Joan Baehler Bauer (born July 12, 1951) is an American writer of young adult literature currently resides in Brooklyn. The main characters in her books are typically teenagers who are dealing with complicated family issues, such as alcoholism, abandonment, illness, and self-esteem issues, but such issues are faced with a light touch and humor is added in to lighten it up.
Bauer was born in River Forest, Illinois. Before publishing her first book, she worked for the Chicago Tribune, McGraw-Hill books, and WLS Radio. She has won several awards for her writing including a Los Angeles Times Book Prize (for young-adult literature, Rules of the Road in 1998), a Golden Kite Award from the Society of Children's Book Writers and Illustrators (for fiction, Rules of the Road in 1999), and a Christopher Award (Close to Famous, one of six Books for Young People named in 2012). Bauer is married and the parent of one daughter.
Bauer's first book was set in rural Iowa: Squashed, published in 1992 by Delacorte Press, a Dell Publishing imprint. According to Delacorte, she won its annual Prize for an Outstanding First Young Adult Novel. "Sixteen-year-old Ellie Morgan's life would be almost perfect if she could just get her potentially prize-winning pumpkin to put on about 200 more pounds—and if she could take off 20 herself ... in hopes of attracting Wes, the new boy in town."

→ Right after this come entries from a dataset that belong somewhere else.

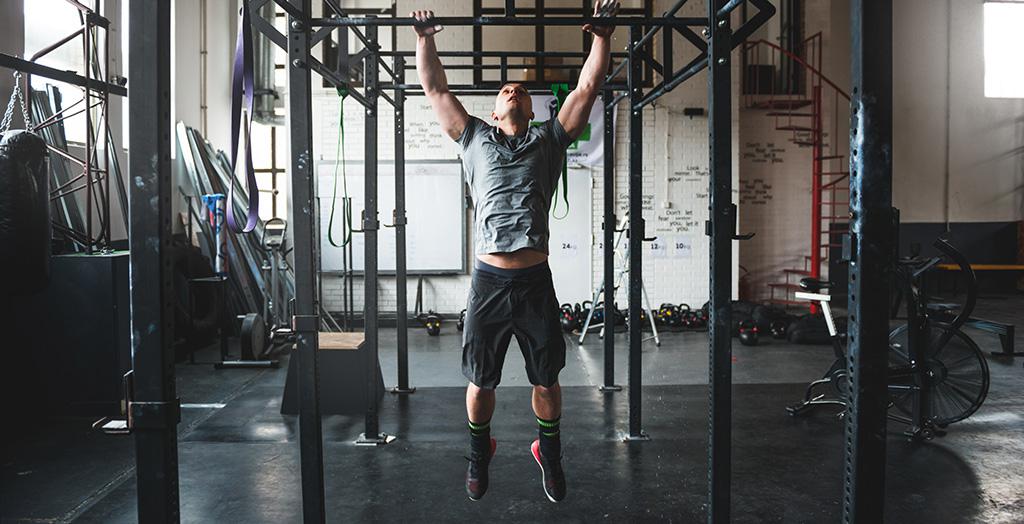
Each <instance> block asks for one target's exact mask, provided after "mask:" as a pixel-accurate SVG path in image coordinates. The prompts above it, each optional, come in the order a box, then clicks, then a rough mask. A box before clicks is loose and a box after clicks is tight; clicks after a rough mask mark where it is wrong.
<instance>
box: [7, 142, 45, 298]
mask: <svg viewBox="0 0 1024 524" xmlns="http://www.w3.org/2000/svg"><path fill="white" fill-rule="evenodd" d="M47 157H48V154H47V151H46V142H44V141H43V139H42V138H40V137H39V135H37V134H35V133H31V132H28V131H8V132H6V133H4V134H3V136H2V137H0V274H2V275H4V279H5V280H6V281H7V282H8V283H7V285H6V286H4V288H6V289H7V290H10V292H11V293H13V294H14V295H27V294H31V293H35V292H38V291H41V290H42V289H43V288H45V287H46V283H47V282H48V281H49V276H50V184H49V165H48V163H47Z"/></svg>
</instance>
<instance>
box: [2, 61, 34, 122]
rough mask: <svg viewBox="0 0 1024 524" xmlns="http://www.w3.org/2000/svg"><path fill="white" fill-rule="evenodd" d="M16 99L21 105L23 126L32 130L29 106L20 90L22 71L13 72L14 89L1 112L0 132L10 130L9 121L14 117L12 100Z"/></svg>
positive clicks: (31, 118) (21, 91)
mask: <svg viewBox="0 0 1024 524" xmlns="http://www.w3.org/2000/svg"><path fill="white" fill-rule="evenodd" d="M15 101H17V102H18V104H19V105H20V107H22V119H24V120H25V127H26V129H28V130H29V131H32V127H33V126H32V117H31V116H30V113H29V106H28V104H27V103H26V100H25V95H24V93H23V92H22V72H19V71H15V72H14V90H13V91H11V93H10V100H8V101H7V108H6V110H5V111H4V113H3V121H2V122H0V133H6V132H7V131H9V130H10V126H11V121H12V120H13V119H14V102H15Z"/></svg>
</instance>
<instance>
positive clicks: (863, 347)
mask: <svg viewBox="0 0 1024 524" xmlns="http://www.w3.org/2000/svg"><path fill="white" fill-rule="evenodd" d="M892 9H893V7H892V2H890V1H887V0H853V1H852V2H851V3H850V10H851V16H850V19H851V28H850V36H851V48H850V49H851V55H852V62H853V72H852V73H853V75H852V78H853V93H852V99H851V102H850V103H851V112H850V117H851V118H850V164H851V165H850V247H851V249H850V283H849V298H848V301H849V304H848V311H849V323H850V325H849V335H848V345H847V359H848V362H847V364H848V366H849V369H848V370H849V377H850V392H851V395H850V409H849V413H848V416H847V418H846V468H845V470H844V471H845V481H844V487H845V492H844V496H843V520H844V522H848V523H853V522H882V521H883V508H884V506H885V480H886V406H887V403H888V395H887V384H886V378H887V375H888V355H887V353H888V351H889V340H888V334H889V290H890V278H891V276H890V271H891V269H892V262H893V260H892V258H893V257H892V253H893V223H892V222H893V213H892V145H893V140H892V138H893V134H892V110H893V105H892V21H893V20H892Z"/></svg>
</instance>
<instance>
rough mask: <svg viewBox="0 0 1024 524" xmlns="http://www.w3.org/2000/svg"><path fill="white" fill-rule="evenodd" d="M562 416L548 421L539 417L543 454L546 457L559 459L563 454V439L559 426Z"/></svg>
mask: <svg viewBox="0 0 1024 524" xmlns="http://www.w3.org/2000/svg"><path fill="white" fill-rule="evenodd" d="M561 420H562V419H561V417H559V418H557V419H555V420H552V421H548V420H545V419H541V418H540V417H538V418H537V430H538V433H539V434H540V436H541V454H542V455H544V457H545V459H551V460H555V461H557V460H559V459H561V455H562V441H561V437H560V434H561V431H560V430H559V426H560V424H561Z"/></svg>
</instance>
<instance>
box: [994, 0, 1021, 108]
mask: <svg viewBox="0 0 1024 524" xmlns="http://www.w3.org/2000/svg"><path fill="white" fill-rule="evenodd" d="M1022 27H1024V1H1017V2H1010V1H1004V2H985V96H986V97H988V98H1024V59H1022V58H1021V49H1022V48H1024V37H1022V36H1021V31H1020V29H1021V28H1022Z"/></svg>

The novel Hope Was Here, published by G. P. Putnam's Sons in 2000, was one of four Newbery Honor Books, or runners-up for the 2001 Newbery Medal. The American Library Association award recognizes the year's most distinguished contribution to American children's literature; a distinct award for young-adult books had been introduced in 2000, the Michael L. Printz Award. Hope Was Here features Hope Yancey, a 16-year-old waitress in small-town Wisconsin. According to the Newbery Committee chair, "Bauer juggles story lines as well as Hope juggles plates, and the lessons of waitressing expand into lessons about the essentials of life."..
Quotes by Joan Bauer
We read to learn and to grow, to laugh, to be motivated, and to understand things we’ve never been exposed to. We read for strength to help us when we feel broken, discouraged or afraid. We read to find hope. We read because we’re not just made up of skin and bones, and a deep need for chocolate, but we’re also made up of words, words which describe our thoughts and what’s hidden in our hearts.